We now perfrom the simulation and use within each time interval, the kinetic theory of gasses to determine whether a collision has happened or not.

start = time.time()
undecayed = set(np.arange(r_sgp4.shape[0]))
n_collisions=0
N_tot = 0
for i in range(r_sgp4.shape[1]):
    Lcube = 10. #km
    time_grid  = 5 #days
    # If signalled from the sgp4, we remove the indices of the decayed satellites
    decayed = set(np.where(err[:,i]>0)[0])
    undecayed = undecayed - decayed
    undecayed_l = np.array([j for j in undecayed])
    # We detect all satellites couples in the same cube of Lcube km size
    pairs = cubes(r_sgp4[undecayed_l,i,:], cube_dimension = Lcube)
    #kdt = KDTree(r[undecayed_l,i,:])
    #collision = list(kdt.query_pairs(Lcube))
    #print(collision)
    for pair in pairs:
        # we get the indexes in r,v
        idx1 = undecayed_l[pair[0]]
        idx2 = undecayed_l[pair[1]]
        # we store positions and velocities from r,v
        r1 = r_sgp4[idx1,i,:]
        r2 = r_sgp4[idx2,i,:]
        v1 = v_sgp4[idx1,i,:]
        v2 = v_sgp4[idx2,i,:]
        # we get the collision radiu from debris (indexed differently hence to_satcat is used)
        radius1 = satcat[to_satcat_index[idx1]]["RADIUS"]
        radius2 = satcat[to_satcat_index[idx2]]["RADIUS"]
        # Relative velocity 
        Vrel = np.linalg.norm(v1-v2)
        # Collisional area of the couple (in km^2)
        sigma = np.pi*((radius1+radius2)/1000)**2 
        # Volume of the cube (km^3)
        U = (Lcube)**3
        # We compute the spatial densities
        # densities (from "Assessing collision algorithms for the newspace era" )
        s1 = 1./U
        s2 = 1./U
        # collision probability
        Pij = s1*s2*Vrel*sigma*U*time_grid*pk.DAY2SEC
        N_tot += Pij
        # Store
        if Pij > np.random.random():
            print(f"Collision! pair: {pair}, years: {i*5/365.25}")
            n_collisions+=1
end = time.time()
print("Time elasped: ", end - start)
print("Decayed objects: ", r.shape[0] - len(undecayed))
print("Number of collisions: ", n_collisions)
print("Expected number of collisions: ", N_tot)

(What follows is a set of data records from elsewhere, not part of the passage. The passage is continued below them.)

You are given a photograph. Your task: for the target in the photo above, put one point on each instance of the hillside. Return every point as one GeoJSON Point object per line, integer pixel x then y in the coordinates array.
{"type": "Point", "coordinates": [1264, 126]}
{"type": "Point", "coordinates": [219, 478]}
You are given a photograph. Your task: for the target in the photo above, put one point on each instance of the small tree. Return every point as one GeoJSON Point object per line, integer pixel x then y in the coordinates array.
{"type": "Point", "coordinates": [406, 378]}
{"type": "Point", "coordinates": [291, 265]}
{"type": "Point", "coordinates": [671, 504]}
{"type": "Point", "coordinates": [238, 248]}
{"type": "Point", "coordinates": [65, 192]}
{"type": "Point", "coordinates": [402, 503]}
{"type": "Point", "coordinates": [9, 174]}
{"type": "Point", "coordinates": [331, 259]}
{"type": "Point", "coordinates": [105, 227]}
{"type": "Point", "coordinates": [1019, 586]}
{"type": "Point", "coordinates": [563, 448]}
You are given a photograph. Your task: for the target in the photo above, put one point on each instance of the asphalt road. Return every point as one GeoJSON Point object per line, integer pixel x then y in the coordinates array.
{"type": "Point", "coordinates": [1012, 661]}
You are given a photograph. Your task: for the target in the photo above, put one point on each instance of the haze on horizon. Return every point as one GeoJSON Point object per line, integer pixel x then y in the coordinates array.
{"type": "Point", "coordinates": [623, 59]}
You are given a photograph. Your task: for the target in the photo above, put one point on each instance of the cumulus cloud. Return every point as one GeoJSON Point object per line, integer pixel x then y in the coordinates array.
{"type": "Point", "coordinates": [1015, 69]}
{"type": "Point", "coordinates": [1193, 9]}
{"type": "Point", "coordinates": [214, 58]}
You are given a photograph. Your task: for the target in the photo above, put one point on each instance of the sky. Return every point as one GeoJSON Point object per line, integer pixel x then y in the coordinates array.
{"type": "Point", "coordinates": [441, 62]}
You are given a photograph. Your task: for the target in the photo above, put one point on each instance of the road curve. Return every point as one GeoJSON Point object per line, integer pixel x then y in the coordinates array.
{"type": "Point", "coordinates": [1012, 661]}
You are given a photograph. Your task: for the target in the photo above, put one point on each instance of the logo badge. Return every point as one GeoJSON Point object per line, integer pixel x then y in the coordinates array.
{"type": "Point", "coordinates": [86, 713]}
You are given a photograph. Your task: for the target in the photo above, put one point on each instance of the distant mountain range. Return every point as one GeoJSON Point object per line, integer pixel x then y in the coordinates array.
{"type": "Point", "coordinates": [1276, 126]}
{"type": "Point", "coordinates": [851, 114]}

Collision! pair: (15977, 16424), years: 0.8213552361396304
Collision! pair: (15935, 16388), years: 1.273100616016427
Collision! pair: (1041, 6320), years: 1.4921286789869952
Collision! pair: (13484, 13591), years: 3.1074606433949348
Collision! pair: (13689, 13950), years: 6.365503080082136
Collision! pair: (14107, 15279), years: 10.704996577686517
Collision! pair: (3897, 15176), years: 11.567419575633128
Collision! pair: (10109, 11757), years: 12.320328542094456
Collision! pair: (12350, 13019), years: 13.566050650239562
Collision! pair: (4910, 12250), years: 14.099931553730322
Collision! pair: (13633, 14012), years: 15.824777549623546
Collision! pair: (2869, 3364), years: 16.892539356605067
Time elasped:  51.43294858932495
Decayed objects:  4992
Number of collisions:  12
Expected number of collisions:  13.336892648579166

Repeating the above code will give different results as we added noise to the initial conditions and the collision probabilities are checked rolling a dice.